Cairo welcomed Algerian Foreign Minister Ramtane Lamamra this week, a visit that demonstrated the strong, decades-old ties between the two countries. The late leader president Gamal Abdel-Nasser supported Algeria's long, just war for independence from the French in the 1950s and early 1960s. Cairo's Sawt Al-Arab (the Voice of Arabs) radio station was practically a mouthpiece for the Algerian resistance movement in its heroic struggle, and Nasser vehemently rejected French threats and pressure to end his support for the nationalist movement in Algeria. When Nasser visited "the country of the one million martyrs" after independence in 1962, he was welcomed as a hero, and spared no effort to help Algeria regain its Arab and African identities.
Meanwhile, shortly after Algeria became indepent, its leaders earned worldwide respect for their wise foreign policy and diplomatic mediation to solve Arab and African conflicts, whether in Lebanon, during the war between Iraq and Iran or in African countries seeking independence from either French or British occupation.

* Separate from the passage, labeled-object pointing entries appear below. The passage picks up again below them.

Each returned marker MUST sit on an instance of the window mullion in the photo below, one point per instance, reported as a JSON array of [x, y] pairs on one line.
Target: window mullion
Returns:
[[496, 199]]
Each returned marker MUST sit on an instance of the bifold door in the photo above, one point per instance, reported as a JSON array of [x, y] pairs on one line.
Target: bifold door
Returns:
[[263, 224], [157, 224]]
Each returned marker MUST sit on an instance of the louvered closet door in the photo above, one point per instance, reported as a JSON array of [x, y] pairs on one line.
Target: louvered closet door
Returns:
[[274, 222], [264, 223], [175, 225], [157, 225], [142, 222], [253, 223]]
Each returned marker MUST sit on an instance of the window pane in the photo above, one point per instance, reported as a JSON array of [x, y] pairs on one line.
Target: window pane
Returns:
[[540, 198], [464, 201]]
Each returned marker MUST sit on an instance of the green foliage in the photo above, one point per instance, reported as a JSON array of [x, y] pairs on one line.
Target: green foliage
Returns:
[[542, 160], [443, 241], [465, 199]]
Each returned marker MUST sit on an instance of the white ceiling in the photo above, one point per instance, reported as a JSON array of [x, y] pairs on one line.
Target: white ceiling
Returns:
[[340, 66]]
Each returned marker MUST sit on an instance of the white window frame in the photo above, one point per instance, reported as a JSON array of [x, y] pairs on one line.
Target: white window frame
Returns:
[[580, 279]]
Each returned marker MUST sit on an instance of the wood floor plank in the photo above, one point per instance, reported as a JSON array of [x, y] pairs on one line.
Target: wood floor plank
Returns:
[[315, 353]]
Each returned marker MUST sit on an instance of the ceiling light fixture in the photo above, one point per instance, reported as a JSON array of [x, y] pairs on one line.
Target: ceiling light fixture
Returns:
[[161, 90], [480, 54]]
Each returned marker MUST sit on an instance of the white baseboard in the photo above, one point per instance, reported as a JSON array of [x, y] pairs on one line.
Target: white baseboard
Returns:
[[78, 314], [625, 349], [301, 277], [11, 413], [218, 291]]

In the ongoing dispute over the disastrous effects of the Grand Ethiopian Renaissance Dam (GERD) on Egypt and Sudan's legitimate share in Nile water, Algerian mediation can definitely benefit all three countries. Although Egypt and Sudan both strongly condemned Ethiopia's second, unilateral filling of the GERD in early July, they continued to stress that the door remained open for reaching an agreement.
Receiving the Algerian minister confirms Egypt and Sudan's openness to any positive effort, particularly by African and Arab countries, to convince Addis Ababa to stop its procrastination policy and reach a fair, binding agreement with both Egypt and Sudan on the conditions for filling the GERD without causing drought and other, severe damage in both countries. Lamamra, who also visited Ethiopia and Sudan before his final stop in Cairo, has a tough mission ahead of him. The skillful diplomat is seeking not just to fix Ethiopia's relations with Egypt, but also with the majority of Arab countries who expressed understanding for Egypt's stand, and issued a statement by the Arab League in late June calling upon Ethiopia to act in good faith and stop wasting time in endless negotiations before reaching agreement with Egypt and Sudan.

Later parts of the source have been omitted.